Table of Contents
Definition / general | Essential features | Terminology | ICD coding | Epidemiology | Sites | Pathophysiology | Etiology | Clinical features | Diagnosis | Laboratory | Radiology description | Radiology images | Prognostic factors | Case reports | Treatment | Gross description | Microscopic (histologic) description | Microscopic (histologic) images | Virtual slides | Cytology description | Positive stains | Negative stains | Molecular / cytogenetics description | Sample pathology report | Differential diagnosis | Board review style question #1 | Board review style answer #1 | Board review style question #2 | Board review style answer #2Cite this page: Findeis S, Huang H. Ductal adenocarcinoma. PathologyOutlines.com website. https://www.pathologyoutlines.com/topic/prostateprostaticduct.html. Accessed January 22nd, 2021.
Definition / general
- Rare subtype of prostatic carcinoma composed of glands lined by pseudostratified columnar cells resembling intestinal / endometrioid epithelium
Essential features
- More likely to be mixed with acinar adenocarcinoma than to be pure
- Locally aggressive with seminal vesicle invasion and extraprostatic extension
- Similar mortality rate to Gleason score 8 - 10 acinar adenocarcinoma
Terminology
- Prostatic ductal adenocarcinoma
ICD coding
- ICD-10: C61 - malignant neoplasm of prostate
Epidemiology
- Prostate cancer in general: 1.6 million men are diagnosed and over 366,000 die every year (Cold Spring Harb Perspect Med 2018;8:pii: a030361)
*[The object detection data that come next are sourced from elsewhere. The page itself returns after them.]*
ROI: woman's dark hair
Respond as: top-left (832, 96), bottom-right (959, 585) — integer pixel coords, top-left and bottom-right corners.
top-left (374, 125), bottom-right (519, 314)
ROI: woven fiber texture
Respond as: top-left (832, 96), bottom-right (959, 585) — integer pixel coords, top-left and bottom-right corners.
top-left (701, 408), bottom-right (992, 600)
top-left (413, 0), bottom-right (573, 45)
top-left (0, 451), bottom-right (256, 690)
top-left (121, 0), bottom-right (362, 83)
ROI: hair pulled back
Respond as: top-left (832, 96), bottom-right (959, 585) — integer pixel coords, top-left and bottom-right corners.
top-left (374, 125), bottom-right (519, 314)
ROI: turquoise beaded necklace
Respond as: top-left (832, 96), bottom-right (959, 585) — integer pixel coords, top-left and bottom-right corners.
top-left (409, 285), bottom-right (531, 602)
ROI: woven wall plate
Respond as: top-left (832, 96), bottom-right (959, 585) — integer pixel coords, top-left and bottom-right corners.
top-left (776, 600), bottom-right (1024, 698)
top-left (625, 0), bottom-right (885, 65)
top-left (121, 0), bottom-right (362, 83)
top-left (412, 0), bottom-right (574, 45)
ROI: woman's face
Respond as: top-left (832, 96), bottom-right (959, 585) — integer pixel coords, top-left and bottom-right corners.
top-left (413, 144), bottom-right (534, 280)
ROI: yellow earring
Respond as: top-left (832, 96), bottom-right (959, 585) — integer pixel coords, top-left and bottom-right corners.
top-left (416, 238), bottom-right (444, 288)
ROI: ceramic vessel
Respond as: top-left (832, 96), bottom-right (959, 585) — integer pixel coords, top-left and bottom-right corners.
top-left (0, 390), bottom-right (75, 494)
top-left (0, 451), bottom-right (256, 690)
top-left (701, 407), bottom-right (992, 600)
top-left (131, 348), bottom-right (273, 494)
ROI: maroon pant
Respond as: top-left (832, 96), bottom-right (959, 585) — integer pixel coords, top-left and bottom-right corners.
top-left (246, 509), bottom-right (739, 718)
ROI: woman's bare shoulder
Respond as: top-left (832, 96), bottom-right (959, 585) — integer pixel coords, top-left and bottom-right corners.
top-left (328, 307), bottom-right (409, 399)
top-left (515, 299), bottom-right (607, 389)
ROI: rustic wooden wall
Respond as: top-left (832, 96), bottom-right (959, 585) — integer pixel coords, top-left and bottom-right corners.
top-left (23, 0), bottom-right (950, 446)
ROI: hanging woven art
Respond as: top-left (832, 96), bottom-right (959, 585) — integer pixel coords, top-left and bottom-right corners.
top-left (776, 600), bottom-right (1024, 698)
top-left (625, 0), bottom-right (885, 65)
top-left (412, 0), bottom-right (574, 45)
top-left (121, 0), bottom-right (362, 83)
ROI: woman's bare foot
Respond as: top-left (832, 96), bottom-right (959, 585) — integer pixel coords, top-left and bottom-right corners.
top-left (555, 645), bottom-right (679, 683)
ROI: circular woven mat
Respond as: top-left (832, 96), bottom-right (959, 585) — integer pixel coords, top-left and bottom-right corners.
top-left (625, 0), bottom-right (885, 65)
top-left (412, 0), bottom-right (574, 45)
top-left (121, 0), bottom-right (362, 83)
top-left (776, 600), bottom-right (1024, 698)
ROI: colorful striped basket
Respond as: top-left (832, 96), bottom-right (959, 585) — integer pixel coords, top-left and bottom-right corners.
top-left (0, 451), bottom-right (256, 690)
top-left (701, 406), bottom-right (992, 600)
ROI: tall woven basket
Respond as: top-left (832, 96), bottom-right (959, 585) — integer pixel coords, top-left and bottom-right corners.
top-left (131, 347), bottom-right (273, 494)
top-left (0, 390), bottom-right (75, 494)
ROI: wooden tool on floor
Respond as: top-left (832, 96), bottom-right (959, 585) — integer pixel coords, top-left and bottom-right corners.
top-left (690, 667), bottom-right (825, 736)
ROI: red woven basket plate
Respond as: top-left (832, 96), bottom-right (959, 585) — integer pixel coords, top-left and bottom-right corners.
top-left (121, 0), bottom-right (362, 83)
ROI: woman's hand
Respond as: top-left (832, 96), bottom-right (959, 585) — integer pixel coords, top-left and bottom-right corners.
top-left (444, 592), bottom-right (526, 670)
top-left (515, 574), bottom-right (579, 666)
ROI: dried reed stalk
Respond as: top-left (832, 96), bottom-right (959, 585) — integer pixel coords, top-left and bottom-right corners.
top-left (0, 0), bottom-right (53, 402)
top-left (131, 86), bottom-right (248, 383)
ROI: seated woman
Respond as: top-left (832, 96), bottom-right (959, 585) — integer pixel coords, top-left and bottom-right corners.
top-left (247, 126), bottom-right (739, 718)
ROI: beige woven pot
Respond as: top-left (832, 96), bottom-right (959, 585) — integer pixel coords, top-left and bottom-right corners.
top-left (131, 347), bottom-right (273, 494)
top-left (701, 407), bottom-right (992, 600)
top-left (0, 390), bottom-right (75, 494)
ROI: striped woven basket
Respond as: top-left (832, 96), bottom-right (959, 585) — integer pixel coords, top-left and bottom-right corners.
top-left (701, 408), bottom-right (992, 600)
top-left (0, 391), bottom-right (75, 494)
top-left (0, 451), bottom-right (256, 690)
- Accounts for 3.2% of all prostate cancers; most are mixed with acinar adenocarcinoma; pure ductal carcinoma incidence: 0.4 - 0.8% of prostate cancers (Histopathology 2012;60:59, Cancer 1986;57:111)
Sites
- Prostate
Pathophysiology
- Unknown
Etiology
- Unknown
Clinical features
- Periurethral tumor may cause hematuria and urinary tract symptoms; peripheral tumors have clinical features similar to acinar adenocarcinoma (Moch: WHO Classification of Tumor of the Urinary System and Male Genital Organs, 4th Edition, 2016)
- More likely to present with distant disease than acinar adenocarcinoma (J Urol 2010;184:2303)
Diagnosis
- Similar to other prostate cancers, often diagnosed through transrectal needle biopsies
- Periurethral tumor may be diagnosed by transurethral resection of the prostate
Laboratory
- More likely to have a PSA less than 4.0 ng/mL; have a mean lower PSA at presentation compared with acinar adenocarcinoma (J Urol 2010;184:2303, Urology 2015;86:777)
Radiology description
- Not diagnostically helpful at this time
Prognostic factors
- Has similar mortality rate to acinar carcinoma with Gleason score of 8 - 10 (Urology 2015;86:777)
Case reports
- 59 year old man, status postandrogen deprivation treatment, with conversion of mixed acinar and ductal adenocarcinoma into neuroendocrine differentiation (Hum Pathol 2017;64:186)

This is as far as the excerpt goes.